Former Republican Senator Rick Santorum said he was “very distressed by what I heard the president say.”

Prominent Republicans and conservative commentators have joined the condemnation of President Trump’s false claim that he has already won the election.
Trump in the early hours of Wednesday morning told a White House press conference that “frankly, we did win this election.”
However, no winner has been declared and millions of votes are yet to be counted.
Trump described the fact that not all votes have been counted on Election Night a “major fraud on our nation” and repeated without evidence his claim that in-mail voting had led to voter fraud.
It follows a report last week by Axios suggesting that Trump planned to declare victory on election night if it appeared that he was “ahead” in early results.
Numerous prominent Republican figures lined up to condemn Trump.
Former Republican Senator Rick Santorum said: “I was very distressed by what I heard the president say.”
He told CNN: “The president is prone as we know to bluster and fits of pique and being upset about how he’s being treated. I don’t have any problem… I think Joe Biden said similar things, ‘I think I won,’ and that’s fine. You think you won, that’s great.
“But the idea of using the word fraud, and fraud is being committed by people counting votes is wrong.”
He said: “I understand the president’s frustration because some of the states weren’t called as early as he’d like but at the same time he complained about one of those states being called, Arizona. I understand that the president feels like it’s a grievance against him and somehow or another this is another example of the media not treating him fairly and I’ll just say that I could not disagree more in this case.”

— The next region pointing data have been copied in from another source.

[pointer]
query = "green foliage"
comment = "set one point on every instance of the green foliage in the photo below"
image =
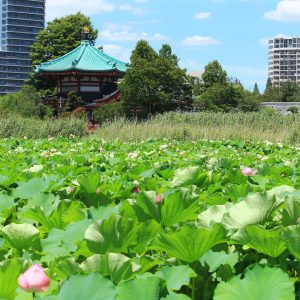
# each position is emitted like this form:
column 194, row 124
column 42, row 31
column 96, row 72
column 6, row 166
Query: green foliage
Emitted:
column 154, row 83
column 16, row 126
column 214, row 74
column 259, row 283
column 10, row 270
column 59, row 37
column 178, row 244
column 287, row 92
column 21, row 236
column 212, row 233
column 73, row 102
column 26, row 103
column 219, row 94
column 93, row 286
column 109, row 112
column 144, row 288
column 293, row 109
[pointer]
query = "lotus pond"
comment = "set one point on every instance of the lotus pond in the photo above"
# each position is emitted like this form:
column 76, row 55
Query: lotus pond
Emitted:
column 152, row 220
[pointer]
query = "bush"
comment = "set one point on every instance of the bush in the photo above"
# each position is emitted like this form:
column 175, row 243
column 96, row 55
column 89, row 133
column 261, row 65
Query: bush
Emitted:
column 25, row 102
column 109, row 112
column 17, row 126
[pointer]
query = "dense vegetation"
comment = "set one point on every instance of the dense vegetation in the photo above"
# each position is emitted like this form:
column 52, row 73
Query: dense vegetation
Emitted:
column 151, row 220
column 16, row 126
column 262, row 126
column 153, row 84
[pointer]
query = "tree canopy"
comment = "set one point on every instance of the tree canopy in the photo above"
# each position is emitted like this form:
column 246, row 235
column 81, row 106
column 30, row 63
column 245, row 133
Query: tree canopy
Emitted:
column 59, row 37
column 214, row 74
column 154, row 82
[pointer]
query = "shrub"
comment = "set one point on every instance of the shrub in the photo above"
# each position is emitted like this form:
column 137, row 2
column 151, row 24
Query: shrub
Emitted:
column 108, row 112
column 25, row 102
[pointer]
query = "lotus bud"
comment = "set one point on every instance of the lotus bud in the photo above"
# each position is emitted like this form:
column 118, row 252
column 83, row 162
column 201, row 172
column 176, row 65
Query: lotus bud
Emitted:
column 34, row 280
column 136, row 189
column 248, row 172
column 159, row 199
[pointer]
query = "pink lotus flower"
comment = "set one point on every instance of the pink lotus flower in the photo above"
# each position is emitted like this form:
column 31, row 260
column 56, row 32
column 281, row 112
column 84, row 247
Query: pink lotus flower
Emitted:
column 136, row 190
column 34, row 280
column 248, row 172
column 159, row 199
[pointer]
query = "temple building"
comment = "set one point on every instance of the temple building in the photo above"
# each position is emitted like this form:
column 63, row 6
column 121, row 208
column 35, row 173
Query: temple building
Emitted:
column 86, row 71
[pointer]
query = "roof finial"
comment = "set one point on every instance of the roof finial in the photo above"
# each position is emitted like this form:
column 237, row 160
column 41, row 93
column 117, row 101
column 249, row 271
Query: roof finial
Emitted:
column 86, row 34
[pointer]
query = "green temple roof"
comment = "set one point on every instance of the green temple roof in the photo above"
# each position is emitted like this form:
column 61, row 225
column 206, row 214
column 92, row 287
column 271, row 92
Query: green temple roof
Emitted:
column 85, row 58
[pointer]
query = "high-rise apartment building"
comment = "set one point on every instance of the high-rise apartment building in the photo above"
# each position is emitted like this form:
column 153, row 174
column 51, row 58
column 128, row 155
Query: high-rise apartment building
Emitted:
column 284, row 60
column 21, row 20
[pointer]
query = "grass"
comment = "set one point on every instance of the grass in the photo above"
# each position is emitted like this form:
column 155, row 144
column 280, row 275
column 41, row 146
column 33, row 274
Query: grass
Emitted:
column 261, row 126
column 16, row 126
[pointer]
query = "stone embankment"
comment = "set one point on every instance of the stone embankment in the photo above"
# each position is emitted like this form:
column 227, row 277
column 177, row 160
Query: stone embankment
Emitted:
column 282, row 107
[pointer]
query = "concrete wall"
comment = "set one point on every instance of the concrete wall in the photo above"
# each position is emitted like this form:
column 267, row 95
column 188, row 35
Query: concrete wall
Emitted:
column 281, row 106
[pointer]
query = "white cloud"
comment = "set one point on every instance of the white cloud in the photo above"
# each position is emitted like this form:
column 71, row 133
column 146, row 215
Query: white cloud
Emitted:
column 117, row 52
column 198, row 40
column 56, row 8
column 126, row 35
column 240, row 71
column 132, row 8
column 286, row 11
column 201, row 15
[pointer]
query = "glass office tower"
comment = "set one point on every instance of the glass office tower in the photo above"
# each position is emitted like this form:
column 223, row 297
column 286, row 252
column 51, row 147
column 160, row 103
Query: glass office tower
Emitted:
column 21, row 20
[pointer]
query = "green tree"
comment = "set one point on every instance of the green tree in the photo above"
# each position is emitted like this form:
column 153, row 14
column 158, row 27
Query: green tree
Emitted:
column 154, row 83
column 214, row 74
column 271, row 93
column 256, row 89
column 166, row 53
column 25, row 102
column 60, row 37
column 288, row 91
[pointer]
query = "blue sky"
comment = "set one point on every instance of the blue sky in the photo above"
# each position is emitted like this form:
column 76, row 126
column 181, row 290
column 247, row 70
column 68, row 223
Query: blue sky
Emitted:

—Aaron Rupar (@atrupar) November 4, 2020
He was echoed by the former Republican governor of New Jersey, Chris Christie, who told ABC News that speaking “not as a former governor but a former US attorney” there was “just no basis to make that argument tonight.”
He said: “All these votes have to be counted that are in now. In Pennsylvania, the counting won’t even start until tomorrow or Thursday or Friday because the Pennsylvania Supreme Court extended for three days when you an accept ballots. I understand that there could be an argument on that based on Pennsylvania law, but that argument is for later. Tonight was not the time to make this argument.”
Asked whether Trump’s false claim was a political move, Christie said: “It is, but it’s got to be bigger than that.
“I disagree with what he did tonight and Sarah’s right: there comes a point where you have to let the process play itself out before you judge it to have been flawed. I think that by prematurely doing this, if there is a flaw in it later, he has undercut his own credibility calling attention to that flaw.
“I think it’s a bad strategic decision, it’s a bad political decision, and it’s not the kind of decision you’d expect someone to make tonight who holds the position he holds.”
—ABC News (@ABC) November 4, 2020
Republican election lawyer Benjamin Ginsberg told CNN that “for a president to say we’re going to disenfranchise legally-cast ballots is really extraordinary” adding that “it’s a distressing moment for me as a long-time Republican.”
Fox News host Chris Wallace said Trump’s plan to go to the Supreme Court, the basis of which is unclear,  was “extremely inflammatory and frankly I don’t think it’s something that the courts would allow.”
He said: “This is an extremely flammable situation and the president just threw a match into it.
“He hasn’t won these states. Nobody is saying he has won these states. The states haven’t said that he’s won.
“This goes right back to what Joe Biden said which is the president doesn’t get to say that he’s won states — the American people get to say it, the state officials get to declare it.”
—Aaron Rupar (@atrupar) November 4, 2020
Right-wing commentator Ben Shapiro tweeted that Trump’s false claim that he already won the election was “deeply irresponsible.”
The contest was too close to call at the time of writing, with Joe Biden on 227 Electoral College votes and Trump on 213. The outcome is set to hinge on results in key battleground states Michigan, Pennslyvania, and Wisconsin.
Joe Biden’s campaign manager Jen O’Malley Dillon on Wednesday morning described the president’s statement as “outrageous, unprecedented, and incorrect” and a “naked effort to take away the democratic rights of American citizens.”